This article from ADDitude Magazine talks about how beneficial structure is for children with ADHD. However, it also states this:
“Your whole family will benefit psychologically from a structured regime. Both parents and children experience decreased stress when there’s less drama about what time you’ll eat dinner and where you’ll settle down to do homework.”
Children do best when they know what to expect.
When I speak to PTA groups, it often takes place in a school library. I love school libraries. Everything has its own place. If there are any questions about the rules, they are posted on the wall to refer back to. If a book gets taken off of the shelf and you can’t find its original place, you just place it on a library cart to be reshelved.
Another thing about school libraries is that you are taught early on, as a child, how to use them. You learn these rules not only by absorbing them through the environment, but you generally have ongoing library education on how to properly use the library and how to behave.
So, how can we use these tactics in our homes?
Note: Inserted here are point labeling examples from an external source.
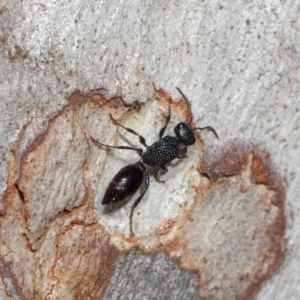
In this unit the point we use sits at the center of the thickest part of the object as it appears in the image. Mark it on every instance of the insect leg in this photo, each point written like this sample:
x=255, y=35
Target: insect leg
x=137, y=201
x=139, y=150
x=141, y=138
x=187, y=101
x=162, y=131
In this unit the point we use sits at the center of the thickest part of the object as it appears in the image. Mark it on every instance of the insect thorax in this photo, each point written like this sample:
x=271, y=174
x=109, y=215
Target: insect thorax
x=161, y=152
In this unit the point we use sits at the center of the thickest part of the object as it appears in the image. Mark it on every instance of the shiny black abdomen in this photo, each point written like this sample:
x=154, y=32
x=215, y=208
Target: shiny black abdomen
x=161, y=152
x=125, y=183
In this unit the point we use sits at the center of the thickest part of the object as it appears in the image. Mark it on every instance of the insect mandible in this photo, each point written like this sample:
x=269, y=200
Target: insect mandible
x=153, y=160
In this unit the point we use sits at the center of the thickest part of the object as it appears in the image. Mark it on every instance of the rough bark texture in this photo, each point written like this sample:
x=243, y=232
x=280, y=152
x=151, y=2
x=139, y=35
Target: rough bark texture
x=223, y=235
x=215, y=228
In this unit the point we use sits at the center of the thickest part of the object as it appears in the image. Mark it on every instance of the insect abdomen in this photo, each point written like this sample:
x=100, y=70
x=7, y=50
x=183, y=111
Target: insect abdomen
x=125, y=183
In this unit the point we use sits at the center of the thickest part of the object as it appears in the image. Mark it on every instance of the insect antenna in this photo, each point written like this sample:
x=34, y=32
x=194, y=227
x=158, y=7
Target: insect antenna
x=208, y=128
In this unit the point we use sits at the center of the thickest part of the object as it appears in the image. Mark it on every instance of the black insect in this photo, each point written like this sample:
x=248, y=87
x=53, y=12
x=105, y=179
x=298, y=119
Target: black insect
x=153, y=161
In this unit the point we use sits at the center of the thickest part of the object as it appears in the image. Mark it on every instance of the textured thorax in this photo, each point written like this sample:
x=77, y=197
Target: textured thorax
x=161, y=152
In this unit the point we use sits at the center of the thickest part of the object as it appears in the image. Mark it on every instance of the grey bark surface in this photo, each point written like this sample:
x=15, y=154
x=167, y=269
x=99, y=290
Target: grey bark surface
x=239, y=64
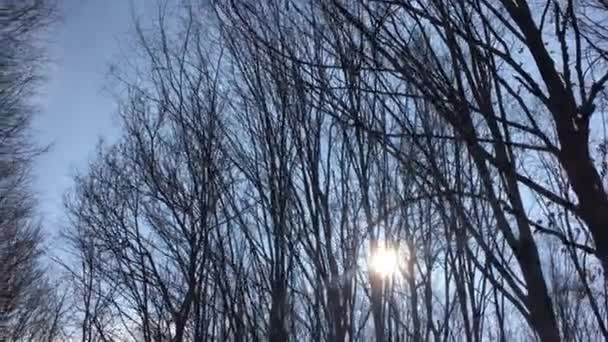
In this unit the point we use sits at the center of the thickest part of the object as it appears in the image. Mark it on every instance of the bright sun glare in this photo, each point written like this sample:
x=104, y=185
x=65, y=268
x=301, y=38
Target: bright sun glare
x=383, y=261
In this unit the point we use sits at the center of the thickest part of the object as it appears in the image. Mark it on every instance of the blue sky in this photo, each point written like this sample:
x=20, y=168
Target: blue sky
x=75, y=106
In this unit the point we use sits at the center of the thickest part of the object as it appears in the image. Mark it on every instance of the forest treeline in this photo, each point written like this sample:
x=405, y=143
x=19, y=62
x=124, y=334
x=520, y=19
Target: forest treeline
x=269, y=149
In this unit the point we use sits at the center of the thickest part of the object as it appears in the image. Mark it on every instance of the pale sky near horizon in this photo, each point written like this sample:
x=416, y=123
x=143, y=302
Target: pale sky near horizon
x=75, y=110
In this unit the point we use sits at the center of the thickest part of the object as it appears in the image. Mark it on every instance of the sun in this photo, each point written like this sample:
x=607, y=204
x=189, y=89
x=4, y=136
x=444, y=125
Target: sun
x=383, y=261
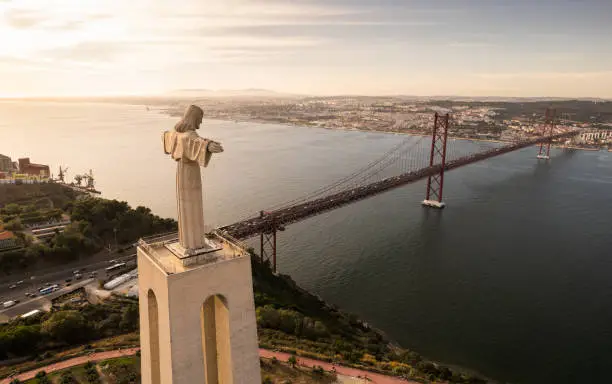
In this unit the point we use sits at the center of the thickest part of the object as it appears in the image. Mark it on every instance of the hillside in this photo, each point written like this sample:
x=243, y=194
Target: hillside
x=289, y=318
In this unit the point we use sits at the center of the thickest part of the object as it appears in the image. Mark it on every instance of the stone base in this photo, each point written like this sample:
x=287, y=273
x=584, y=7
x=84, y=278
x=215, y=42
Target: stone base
x=433, y=204
x=208, y=253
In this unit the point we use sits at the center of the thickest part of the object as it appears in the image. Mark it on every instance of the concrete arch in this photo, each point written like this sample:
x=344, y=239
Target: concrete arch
x=216, y=345
x=153, y=314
Don’t Make Assumptions. Though it is true that children learn through observation, they also do need to have things explained to them. Don’t assume that they know towels go on the towel racks rather than the floor. Keep it in mind that they may not know that the specifics of your family culture may change as they get older.
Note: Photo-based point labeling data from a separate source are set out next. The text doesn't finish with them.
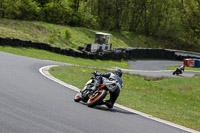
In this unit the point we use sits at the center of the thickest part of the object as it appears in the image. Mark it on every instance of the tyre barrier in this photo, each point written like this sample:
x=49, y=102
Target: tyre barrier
x=114, y=54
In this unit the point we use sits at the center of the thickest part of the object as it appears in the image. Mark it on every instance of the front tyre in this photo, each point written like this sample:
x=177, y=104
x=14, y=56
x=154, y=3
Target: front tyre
x=97, y=98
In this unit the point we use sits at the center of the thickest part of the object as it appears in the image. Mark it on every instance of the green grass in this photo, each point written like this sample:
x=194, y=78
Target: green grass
x=186, y=68
x=45, y=55
x=55, y=35
x=173, y=99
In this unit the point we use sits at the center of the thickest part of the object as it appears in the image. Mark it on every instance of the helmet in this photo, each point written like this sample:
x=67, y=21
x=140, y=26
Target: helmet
x=118, y=72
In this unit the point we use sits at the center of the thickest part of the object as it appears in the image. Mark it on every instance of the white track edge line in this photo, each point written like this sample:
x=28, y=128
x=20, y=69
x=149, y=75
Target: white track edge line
x=44, y=71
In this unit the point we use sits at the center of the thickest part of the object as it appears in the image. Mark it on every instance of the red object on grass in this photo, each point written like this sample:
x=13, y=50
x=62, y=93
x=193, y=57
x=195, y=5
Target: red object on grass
x=189, y=62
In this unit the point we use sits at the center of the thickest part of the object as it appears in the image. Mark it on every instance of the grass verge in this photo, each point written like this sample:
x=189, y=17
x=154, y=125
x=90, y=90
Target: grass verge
x=55, y=35
x=45, y=55
x=173, y=99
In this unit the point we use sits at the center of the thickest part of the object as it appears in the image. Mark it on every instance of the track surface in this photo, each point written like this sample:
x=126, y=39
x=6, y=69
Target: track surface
x=31, y=103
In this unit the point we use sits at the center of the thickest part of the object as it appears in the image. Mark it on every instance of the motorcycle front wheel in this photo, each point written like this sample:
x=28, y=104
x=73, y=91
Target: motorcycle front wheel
x=96, y=98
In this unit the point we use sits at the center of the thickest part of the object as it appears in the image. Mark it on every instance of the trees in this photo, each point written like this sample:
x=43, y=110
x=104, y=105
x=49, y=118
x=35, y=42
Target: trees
x=177, y=21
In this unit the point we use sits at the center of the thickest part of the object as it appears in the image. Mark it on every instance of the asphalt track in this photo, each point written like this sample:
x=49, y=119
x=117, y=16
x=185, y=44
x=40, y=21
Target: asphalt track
x=31, y=103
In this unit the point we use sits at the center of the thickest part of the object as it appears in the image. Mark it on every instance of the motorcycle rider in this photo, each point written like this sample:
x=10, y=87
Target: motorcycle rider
x=116, y=75
x=179, y=70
An example? Many children take a bath just once or twice a week. As children grow and start bathing or showering once a day, they may not stop to think that towels should get reused a few times before being washed. Often, changes like this result in frustration from parents – “Why are all of our towels dirty?! Don’t you know to reuse them before putting them in the hamper?!” If no one has told them, they really may not!
Have them help when making rules. When children have input into creating the structure of their home, they often remember things better. Let them make some decisions about where things are store in their rooms – or even in the kitchen. Are they responsible for putting dishes away? Let them make some decisions about where dishes are stored that work for them.
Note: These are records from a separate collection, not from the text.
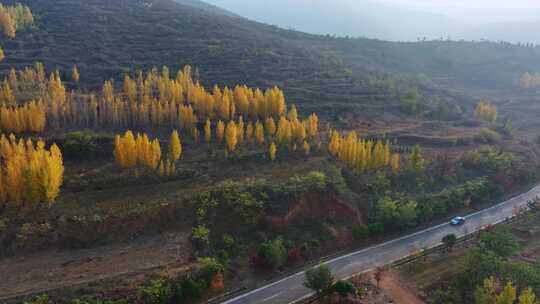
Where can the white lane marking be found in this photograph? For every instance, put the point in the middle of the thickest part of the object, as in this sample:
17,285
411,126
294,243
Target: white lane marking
507,202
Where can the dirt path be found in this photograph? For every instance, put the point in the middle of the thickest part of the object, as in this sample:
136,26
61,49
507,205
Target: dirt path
34,273
392,287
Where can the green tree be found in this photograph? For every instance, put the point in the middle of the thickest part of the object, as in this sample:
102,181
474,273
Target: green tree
527,296
344,288
274,253
416,160
500,241
449,241
319,278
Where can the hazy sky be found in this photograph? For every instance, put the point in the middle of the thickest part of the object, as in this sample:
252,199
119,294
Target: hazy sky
470,3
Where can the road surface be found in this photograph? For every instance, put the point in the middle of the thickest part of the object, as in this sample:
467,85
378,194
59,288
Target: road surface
291,289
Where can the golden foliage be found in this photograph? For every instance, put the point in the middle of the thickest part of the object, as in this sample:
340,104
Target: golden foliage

Review your expectations. Is what you are expecting of your children unrealistic? Are you demanding that they pick up, sort, and put away 75 toys at the end of the day – when in all reality, this overwhelms you? If you think you may be expecting too much, dial back your expectations for a bit – and adapt your environment to fit by putting some things away for a bit.
Knowing what to expect from your parents and your environment can help so much when it comes to feeling confident and empowered on a daily basis – because really, who doesn’t want that?